46.2% - The percentage of women eligible to vote who actually did so in 2010.
+54% - According to NGP VAN, progressive organizations and campaigns have made 54% more voter contacts than we had at this point in 2010.
30% - The percentage of the target universe of drop-off voters for Planned Parenthood Action Fund/Planned Parenthood Votes that is made up of men whom polling shows are motivated to vote for candidates who support women’s health.
53% - Portion of all early votes cast so far that have been cast by women, according to Catalist.
$32m - Money spent by Republican candidates on television commercials in the 2014 midterm elections that have mentioned women’s health, abortion, or women’s rights — nearly as much as all campaigns and outside groups spent on ads related to these issues in the whole 2012 cycle. Virtually all of these ads attempt to show that candidates will not interfere with women’s access to health care (even when their records show the opposite).
77% - Portion of those committed to voting for Sen.

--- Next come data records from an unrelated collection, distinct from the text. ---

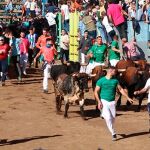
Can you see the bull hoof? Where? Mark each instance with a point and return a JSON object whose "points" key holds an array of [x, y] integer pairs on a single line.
{"points": [[118, 104], [138, 110], [58, 112], [84, 118], [65, 116], [86, 90]]}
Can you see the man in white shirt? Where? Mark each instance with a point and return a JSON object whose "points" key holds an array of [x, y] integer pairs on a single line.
{"points": [[64, 45], [27, 6], [50, 16], [33, 6]]}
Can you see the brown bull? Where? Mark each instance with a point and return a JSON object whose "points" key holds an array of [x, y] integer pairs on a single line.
{"points": [[132, 79], [70, 88]]}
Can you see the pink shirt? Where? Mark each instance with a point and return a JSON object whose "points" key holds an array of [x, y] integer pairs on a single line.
{"points": [[115, 11], [48, 53], [24, 45], [130, 48]]}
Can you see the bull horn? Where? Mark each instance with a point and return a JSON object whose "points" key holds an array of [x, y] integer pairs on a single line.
{"points": [[92, 75], [68, 64], [84, 64], [136, 62], [121, 70], [140, 72], [75, 74], [105, 69]]}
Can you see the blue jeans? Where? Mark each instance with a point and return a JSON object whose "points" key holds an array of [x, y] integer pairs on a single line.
{"points": [[3, 69]]}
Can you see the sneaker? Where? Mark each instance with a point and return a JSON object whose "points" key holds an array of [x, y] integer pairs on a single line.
{"points": [[45, 91], [114, 137]]}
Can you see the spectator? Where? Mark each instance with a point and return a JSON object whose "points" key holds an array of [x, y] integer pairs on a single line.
{"points": [[130, 49], [15, 53], [41, 42], [64, 45], [108, 27], [4, 48], [97, 55], [115, 15], [84, 45], [50, 16], [9, 6], [24, 47], [33, 7], [32, 37], [48, 52], [90, 24], [114, 52], [27, 6], [65, 15], [81, 25]]}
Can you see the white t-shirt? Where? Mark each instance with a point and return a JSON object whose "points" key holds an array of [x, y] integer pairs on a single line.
{"points": [[33, 6], [106, 24], [50, 18], [147, 86], [27, 4], [64, 39], [65, 9]]}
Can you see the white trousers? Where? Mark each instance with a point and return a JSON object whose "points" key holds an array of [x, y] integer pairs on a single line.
{"points": [[82, 68], [98, 64], [113, 62], [23, 61], [109, 114], [89, 68], [46, 76]]}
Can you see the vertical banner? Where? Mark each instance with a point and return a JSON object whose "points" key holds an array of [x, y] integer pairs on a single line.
{"points": [[73, 52]]}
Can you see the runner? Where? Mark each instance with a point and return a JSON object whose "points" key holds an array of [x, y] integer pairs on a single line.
{"points": [[48, 52]]}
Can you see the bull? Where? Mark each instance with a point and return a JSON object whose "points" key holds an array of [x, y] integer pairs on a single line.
{"points": [[133, 79], [70, 88], [68, 68]]}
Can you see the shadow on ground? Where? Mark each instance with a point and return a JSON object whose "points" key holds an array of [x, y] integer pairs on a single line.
{"points": [[4, 142]]}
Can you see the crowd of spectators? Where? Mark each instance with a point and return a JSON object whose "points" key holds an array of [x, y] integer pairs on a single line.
{"points": [[101, 24]]}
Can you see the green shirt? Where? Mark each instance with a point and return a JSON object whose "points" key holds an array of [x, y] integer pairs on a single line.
{"points": [[99, 52], [107, 88], [113, 54]]}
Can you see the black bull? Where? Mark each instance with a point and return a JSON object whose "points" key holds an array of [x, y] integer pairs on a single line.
{"points": [[70, 88]]}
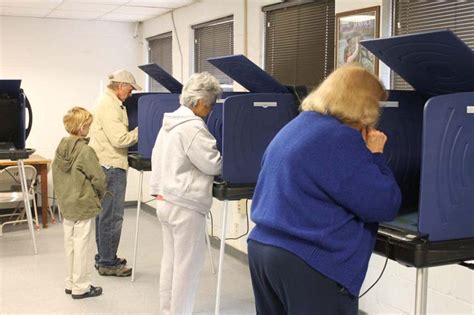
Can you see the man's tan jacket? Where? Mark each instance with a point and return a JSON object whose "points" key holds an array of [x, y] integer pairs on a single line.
{"points": [[109, 133]]}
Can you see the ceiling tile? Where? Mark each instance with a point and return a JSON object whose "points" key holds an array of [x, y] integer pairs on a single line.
{"points": [[140, 10], [75, 6], [118, 17], [111, 2], [15, 11], [160, 3], [30, 4], [77, 15]]}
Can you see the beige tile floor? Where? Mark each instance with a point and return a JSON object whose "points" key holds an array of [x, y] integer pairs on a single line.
{"points": [[32, 284]]}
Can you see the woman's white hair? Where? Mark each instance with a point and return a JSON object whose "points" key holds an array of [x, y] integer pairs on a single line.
{"points": [[200, 86]]}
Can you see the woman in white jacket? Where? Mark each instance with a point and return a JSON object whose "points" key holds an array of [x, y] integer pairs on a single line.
{"points": [[185, 160]]}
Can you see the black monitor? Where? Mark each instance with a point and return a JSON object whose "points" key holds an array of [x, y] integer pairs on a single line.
{"points": [[13, 104]]}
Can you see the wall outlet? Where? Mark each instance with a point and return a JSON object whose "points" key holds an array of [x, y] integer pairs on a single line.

Udall in a recent NBC News/Marist poll who said their leading issue was “looking out for the interests of women.”
$483m - Amount women saved in the first year of the birth control benefit under the Affordable Care Act in which women had no co-pay for contraception
250 - Number of bills to restrict abortion that were introduced in state legislatures in the first half of 2014, a year in which some claimed that attacks on women’s health were political fiction.
205 - Number of abortion restrictions passed in states, 2011-13, more than were passed in the previous decade.